As I posted about late last week, a former police chief in Boulder City, Nevada was charged with “failure to perform a duty” after he refused to pursue a case against the local animal shelter supervisor, who was accused of unnecessarily killing animals.
Former Chief Bill Conger had been presented with evidence that Mary Jo Frazier unnecessarily euthanized dozens and possibly even hundreds of healthy animals over the course of years, including many that were pets. Part of the evidence that detectives had presented included statements from animal control employees that Frazier had killed the animals for fun.
As I also posted about in January, Conger was initially forced to resign after it was became public that he had ordered those detectives to suspend the investigation, even though they had recommended that over thirty felony charges should be filed against Frazier.
Those detectives testified that Conger had stated that they instead would use the evidence as a “poker chip” to pressure Frazier, who is now facing charges herself, into retiring. The detectives also stated that the reason Conger gave for choosing not to pursue charges was because he had known about the animals being killed for some time and wanted to keep that from being revealed publicly.
On Tuesday, Conger entered a guilty plea on the failure to perform a duty charge. As part of the deal, his sentence will consist of paying a $1,000 fine.
Via the Las Vegas Review Journal:
Former Boulder City Police Chief Bill Conger pleaded guilty Tuesday to a misdemeanor charge tied to the city’s animal shelter scandal.
As part of the agreement, he paid a $1,000 fine.

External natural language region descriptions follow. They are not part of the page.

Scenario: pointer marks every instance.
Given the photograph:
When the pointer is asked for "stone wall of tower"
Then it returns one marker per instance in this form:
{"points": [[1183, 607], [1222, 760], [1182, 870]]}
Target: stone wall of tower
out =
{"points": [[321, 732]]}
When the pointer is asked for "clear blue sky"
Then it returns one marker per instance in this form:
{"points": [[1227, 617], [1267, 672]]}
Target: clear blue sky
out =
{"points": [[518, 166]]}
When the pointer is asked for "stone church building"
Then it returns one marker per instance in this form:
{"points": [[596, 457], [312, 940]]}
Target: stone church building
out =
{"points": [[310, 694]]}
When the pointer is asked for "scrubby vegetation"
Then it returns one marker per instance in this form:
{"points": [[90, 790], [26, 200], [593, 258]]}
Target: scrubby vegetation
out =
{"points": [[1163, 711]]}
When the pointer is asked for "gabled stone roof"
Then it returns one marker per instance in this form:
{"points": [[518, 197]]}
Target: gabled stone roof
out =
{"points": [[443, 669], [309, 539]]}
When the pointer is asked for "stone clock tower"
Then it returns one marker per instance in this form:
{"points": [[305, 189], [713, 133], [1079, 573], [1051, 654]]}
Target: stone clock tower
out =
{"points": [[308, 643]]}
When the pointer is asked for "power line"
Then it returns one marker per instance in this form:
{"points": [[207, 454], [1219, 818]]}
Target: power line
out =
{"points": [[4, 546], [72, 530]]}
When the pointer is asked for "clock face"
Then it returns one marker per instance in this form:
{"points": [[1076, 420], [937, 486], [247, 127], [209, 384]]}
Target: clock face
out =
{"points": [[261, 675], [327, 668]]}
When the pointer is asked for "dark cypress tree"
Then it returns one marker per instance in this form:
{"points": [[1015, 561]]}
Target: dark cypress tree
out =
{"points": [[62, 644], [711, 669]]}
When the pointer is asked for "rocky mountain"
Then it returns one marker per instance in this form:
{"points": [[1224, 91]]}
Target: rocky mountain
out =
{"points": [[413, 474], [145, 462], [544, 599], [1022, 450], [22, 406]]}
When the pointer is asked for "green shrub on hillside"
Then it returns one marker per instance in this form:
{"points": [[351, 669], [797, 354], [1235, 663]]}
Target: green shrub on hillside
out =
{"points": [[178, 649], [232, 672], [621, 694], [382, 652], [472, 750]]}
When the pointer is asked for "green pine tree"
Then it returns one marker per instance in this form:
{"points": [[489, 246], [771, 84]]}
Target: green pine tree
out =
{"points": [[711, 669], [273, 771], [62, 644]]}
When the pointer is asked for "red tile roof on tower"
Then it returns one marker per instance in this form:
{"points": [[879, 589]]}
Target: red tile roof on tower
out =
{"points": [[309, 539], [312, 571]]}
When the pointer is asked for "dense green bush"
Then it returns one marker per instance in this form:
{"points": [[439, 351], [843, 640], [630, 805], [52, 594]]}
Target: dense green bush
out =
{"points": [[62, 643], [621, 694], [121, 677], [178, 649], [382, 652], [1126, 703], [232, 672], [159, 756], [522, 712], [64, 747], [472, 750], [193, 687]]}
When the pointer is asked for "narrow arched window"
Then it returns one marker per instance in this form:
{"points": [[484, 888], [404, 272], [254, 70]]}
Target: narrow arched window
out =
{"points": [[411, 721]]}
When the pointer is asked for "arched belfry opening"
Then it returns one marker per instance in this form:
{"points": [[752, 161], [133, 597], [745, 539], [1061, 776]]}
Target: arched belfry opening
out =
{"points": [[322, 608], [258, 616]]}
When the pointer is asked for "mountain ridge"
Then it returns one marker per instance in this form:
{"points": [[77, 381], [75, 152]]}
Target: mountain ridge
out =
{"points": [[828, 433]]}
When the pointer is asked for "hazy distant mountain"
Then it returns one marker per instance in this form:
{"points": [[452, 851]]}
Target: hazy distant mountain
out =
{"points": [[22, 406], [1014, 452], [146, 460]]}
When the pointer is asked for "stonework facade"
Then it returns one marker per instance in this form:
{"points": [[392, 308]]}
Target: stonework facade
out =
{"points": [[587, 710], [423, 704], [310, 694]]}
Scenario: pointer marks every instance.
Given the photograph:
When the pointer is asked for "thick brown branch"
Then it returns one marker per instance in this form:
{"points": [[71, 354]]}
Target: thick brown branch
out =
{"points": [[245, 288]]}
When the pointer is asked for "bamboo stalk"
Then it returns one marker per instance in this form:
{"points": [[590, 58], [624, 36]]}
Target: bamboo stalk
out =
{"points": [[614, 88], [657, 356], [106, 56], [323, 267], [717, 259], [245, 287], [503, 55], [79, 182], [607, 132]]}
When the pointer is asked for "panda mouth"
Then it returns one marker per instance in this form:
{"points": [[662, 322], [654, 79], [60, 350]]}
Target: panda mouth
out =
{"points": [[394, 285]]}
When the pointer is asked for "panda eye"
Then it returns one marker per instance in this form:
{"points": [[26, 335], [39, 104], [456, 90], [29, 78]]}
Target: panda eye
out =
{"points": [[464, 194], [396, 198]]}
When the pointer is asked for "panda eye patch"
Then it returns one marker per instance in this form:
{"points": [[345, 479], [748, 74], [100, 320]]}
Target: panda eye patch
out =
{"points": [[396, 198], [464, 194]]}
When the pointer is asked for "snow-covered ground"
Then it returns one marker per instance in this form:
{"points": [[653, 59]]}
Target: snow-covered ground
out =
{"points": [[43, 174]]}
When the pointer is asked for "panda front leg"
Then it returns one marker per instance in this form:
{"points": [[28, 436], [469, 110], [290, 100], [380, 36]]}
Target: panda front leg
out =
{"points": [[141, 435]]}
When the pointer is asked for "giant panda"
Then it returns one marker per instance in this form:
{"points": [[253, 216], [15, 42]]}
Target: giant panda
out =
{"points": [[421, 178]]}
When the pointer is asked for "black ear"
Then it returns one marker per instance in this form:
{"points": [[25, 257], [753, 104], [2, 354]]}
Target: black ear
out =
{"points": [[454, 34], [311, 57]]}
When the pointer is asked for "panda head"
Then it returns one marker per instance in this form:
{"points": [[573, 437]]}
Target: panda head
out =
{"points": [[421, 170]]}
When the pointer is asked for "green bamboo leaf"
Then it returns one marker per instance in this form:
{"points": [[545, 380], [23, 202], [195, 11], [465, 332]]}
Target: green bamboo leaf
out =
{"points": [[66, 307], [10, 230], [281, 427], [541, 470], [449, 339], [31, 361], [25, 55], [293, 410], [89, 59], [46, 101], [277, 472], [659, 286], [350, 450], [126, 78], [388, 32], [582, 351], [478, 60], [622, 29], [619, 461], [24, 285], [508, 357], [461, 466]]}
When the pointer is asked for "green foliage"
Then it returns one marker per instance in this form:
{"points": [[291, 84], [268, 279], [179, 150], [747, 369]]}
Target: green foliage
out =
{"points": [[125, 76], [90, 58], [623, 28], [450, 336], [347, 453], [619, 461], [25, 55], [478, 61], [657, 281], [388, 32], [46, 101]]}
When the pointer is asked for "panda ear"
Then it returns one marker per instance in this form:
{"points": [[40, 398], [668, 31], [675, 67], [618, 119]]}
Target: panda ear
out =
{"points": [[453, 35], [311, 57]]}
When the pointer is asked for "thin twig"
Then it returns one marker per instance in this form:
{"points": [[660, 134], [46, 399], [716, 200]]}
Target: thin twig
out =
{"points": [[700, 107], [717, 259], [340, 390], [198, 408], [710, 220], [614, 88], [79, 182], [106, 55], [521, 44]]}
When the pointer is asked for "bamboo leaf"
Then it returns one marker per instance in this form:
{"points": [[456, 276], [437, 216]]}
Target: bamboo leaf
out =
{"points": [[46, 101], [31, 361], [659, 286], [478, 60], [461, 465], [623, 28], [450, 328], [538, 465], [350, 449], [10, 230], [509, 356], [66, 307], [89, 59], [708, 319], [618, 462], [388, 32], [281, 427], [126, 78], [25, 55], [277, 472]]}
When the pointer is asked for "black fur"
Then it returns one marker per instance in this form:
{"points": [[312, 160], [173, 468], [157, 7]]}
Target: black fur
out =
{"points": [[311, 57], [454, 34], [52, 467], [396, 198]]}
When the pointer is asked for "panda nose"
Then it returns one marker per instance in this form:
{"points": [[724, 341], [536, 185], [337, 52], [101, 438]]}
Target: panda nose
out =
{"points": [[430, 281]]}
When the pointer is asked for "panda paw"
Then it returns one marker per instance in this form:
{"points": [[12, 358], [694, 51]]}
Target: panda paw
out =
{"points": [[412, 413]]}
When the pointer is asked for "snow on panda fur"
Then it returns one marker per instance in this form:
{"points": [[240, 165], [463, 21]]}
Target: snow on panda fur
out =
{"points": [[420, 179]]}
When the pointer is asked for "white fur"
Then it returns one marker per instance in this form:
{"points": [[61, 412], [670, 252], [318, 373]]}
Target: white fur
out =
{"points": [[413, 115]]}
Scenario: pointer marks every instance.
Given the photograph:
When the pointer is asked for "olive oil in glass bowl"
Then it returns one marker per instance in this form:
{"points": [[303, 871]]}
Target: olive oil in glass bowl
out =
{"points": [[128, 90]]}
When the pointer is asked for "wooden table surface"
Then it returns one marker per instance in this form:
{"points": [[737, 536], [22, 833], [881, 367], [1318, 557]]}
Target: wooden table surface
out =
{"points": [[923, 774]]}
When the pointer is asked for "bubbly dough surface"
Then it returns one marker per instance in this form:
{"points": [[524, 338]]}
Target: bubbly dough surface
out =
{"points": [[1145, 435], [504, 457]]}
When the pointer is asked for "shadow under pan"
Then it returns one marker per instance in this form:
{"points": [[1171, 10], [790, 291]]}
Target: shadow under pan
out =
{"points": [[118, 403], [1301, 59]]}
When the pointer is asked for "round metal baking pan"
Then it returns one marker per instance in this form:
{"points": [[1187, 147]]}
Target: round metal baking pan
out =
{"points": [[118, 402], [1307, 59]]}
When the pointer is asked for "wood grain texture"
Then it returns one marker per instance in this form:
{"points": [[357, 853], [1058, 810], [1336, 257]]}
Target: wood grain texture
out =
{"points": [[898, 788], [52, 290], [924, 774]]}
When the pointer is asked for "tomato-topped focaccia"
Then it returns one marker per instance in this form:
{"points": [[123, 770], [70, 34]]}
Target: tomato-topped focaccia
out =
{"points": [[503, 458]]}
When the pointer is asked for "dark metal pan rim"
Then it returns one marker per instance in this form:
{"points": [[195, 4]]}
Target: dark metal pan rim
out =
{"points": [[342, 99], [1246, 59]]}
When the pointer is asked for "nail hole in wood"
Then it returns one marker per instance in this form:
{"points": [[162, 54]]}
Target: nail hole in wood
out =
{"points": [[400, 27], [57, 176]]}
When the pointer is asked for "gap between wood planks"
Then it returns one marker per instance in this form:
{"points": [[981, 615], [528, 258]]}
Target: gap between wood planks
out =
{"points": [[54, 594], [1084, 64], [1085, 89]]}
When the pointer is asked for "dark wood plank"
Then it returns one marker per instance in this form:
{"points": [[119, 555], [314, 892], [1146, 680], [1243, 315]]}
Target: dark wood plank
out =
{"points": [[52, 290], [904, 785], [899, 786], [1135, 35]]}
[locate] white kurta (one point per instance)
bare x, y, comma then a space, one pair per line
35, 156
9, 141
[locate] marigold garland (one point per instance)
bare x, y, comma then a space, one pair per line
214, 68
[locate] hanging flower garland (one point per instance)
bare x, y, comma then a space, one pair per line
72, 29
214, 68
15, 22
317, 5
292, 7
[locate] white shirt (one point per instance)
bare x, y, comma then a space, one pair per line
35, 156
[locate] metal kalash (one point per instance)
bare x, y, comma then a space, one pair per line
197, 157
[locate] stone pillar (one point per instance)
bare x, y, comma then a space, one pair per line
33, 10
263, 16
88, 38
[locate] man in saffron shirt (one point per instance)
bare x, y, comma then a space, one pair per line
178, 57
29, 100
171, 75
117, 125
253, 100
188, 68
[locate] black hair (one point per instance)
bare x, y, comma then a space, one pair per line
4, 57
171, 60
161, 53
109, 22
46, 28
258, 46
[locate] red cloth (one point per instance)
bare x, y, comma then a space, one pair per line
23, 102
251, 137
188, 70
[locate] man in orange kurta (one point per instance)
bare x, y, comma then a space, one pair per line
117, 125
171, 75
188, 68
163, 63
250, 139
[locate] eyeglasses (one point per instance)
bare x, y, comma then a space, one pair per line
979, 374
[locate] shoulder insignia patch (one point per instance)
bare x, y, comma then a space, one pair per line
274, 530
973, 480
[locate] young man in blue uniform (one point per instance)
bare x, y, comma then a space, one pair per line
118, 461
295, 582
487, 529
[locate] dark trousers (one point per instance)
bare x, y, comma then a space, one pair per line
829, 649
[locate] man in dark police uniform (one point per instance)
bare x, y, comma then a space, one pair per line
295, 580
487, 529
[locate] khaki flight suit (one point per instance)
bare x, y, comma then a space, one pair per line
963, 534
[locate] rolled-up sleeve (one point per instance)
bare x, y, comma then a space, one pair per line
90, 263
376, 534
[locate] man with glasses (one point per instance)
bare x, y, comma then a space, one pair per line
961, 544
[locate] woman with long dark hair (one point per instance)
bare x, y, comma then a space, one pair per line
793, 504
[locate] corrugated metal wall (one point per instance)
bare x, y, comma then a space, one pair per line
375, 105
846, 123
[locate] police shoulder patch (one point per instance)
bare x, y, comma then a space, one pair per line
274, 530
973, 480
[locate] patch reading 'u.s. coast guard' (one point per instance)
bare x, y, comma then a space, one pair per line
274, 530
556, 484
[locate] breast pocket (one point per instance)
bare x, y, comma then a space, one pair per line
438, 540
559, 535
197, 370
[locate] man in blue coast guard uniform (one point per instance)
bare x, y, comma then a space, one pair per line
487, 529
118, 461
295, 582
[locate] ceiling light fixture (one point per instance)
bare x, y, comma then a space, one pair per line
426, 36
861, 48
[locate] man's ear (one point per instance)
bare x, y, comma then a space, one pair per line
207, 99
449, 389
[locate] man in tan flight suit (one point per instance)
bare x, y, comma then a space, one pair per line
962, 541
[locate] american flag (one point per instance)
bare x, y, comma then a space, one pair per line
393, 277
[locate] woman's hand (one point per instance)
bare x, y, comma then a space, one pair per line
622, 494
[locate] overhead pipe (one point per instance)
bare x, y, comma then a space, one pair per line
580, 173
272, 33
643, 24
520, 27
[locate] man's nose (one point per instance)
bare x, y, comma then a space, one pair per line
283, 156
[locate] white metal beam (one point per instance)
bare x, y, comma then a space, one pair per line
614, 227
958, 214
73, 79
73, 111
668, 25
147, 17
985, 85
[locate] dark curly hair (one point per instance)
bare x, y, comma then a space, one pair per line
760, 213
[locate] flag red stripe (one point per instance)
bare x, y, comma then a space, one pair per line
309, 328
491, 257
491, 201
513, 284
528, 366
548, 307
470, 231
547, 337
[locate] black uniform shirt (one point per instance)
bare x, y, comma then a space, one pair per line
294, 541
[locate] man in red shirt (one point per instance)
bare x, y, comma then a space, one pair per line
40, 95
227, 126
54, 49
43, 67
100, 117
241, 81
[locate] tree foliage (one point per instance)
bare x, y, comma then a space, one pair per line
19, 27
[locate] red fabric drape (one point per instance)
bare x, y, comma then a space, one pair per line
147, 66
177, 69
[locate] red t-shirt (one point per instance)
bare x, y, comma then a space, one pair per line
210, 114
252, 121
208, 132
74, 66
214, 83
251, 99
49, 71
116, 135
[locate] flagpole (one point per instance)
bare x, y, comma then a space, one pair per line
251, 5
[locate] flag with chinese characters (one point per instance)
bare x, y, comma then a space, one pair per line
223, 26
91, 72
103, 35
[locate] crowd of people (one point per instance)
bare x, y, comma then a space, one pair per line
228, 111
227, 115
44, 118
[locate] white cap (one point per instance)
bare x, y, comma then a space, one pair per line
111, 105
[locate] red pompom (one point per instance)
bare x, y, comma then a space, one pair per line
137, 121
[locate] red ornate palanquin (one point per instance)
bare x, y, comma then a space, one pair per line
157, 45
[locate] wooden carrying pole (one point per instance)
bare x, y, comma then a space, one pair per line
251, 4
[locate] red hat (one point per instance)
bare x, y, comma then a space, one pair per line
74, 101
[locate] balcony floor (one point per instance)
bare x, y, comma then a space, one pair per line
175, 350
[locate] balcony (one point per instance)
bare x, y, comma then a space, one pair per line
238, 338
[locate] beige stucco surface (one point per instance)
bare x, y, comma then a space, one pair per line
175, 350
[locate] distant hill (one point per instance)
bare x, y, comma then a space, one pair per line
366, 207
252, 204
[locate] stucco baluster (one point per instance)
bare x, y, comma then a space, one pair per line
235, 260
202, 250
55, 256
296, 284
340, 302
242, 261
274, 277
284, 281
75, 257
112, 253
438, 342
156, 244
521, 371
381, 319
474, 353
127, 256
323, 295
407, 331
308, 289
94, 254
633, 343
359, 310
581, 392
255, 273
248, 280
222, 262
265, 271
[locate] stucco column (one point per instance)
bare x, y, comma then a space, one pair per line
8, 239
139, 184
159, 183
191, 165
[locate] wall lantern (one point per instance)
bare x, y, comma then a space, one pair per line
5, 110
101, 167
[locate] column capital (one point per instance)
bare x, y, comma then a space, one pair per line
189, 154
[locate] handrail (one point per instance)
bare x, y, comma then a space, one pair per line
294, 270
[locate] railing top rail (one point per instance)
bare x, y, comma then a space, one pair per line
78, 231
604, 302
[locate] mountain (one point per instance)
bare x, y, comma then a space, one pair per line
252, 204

Conger declined to talk with reporters after the hearing in Boulder Township Justice Court.
The Clark County district attorney’s office charged Conger with the misdemeanor crime of “failure to perform a duty” in connection with dropping an animal cruelty case against former Animal Control Supervisor Mary Jo Frazier.
The complaint says Conger directed his officers not to submit a request to the district attorney’s office for the prosecution of Frazier on “substantiated felony animal cruelty charges.”
Gus Flangas, an attorney for Conger, spoke to reporters outside the courthouse after the plea.
“It’s just an unfortunate set of circumstances that this all happened,” he said. “Mr. Conger felt it would be in everybody’s best interest to just make this plea and get this behind him.”
He declined to answer questions.
In April 2015, a criminal investigation found Frazier, as the city’s animal control supervisor, had unnecessarily killed dozens of animals housed in the shelter for years. City staff who worked with Frazier raised concerns with a police detective, who investigated the case and found many instances were Frazier euthanized animals before waiting for the shelter’s five-day hold period to end. City staff told police that Frazier killed animals for fun.
Despite the detective’s findings, Conger let Frazier quietly retire and dropped the case.
The city reopened the case in December 2015, following a public outcry after the Review-Journal reported about the quashed case.
Conger resigned after his staff reported to the city’s human resources department that he lied about employees coming to him about Frazier. Frazier’s attorney has said she is adamant about her innocence.
Testimony in Frazier’s case reveals Conger preferred to see Frazier retire without facing charges.
City police Detective David Olson and Sgt. Aaron Johnson both testified Conger told them the criminal case against Frazier would be used as a “poker chip.”
“We’re going to use this as a poker chip, kid, because I know about some of this stuff prior and it’s going to look bad if it gets out,” Olson said Conger told him. “So we’re going to let her bow out gracefully and retire and we’re not going to submit charges and we’re not going to arrest her.”
Conger told the Review-Journal in December that he felt felony charges had been an overreach and that Frazier retiring made the whole thing moot.
“People get in trouble and resign all the time,” Conger said then.
Former Police Chief Tom Finn, Conger’s predecessor, was present on Tuesday. Finn had obtained public records about the
Frazier case after Conger shut it down and played a role in getting it out in the open.
He said the guilty plea is a black eye for Conger.
“How many times have you seen a head of a police department charged for not doing their job?” Finn said.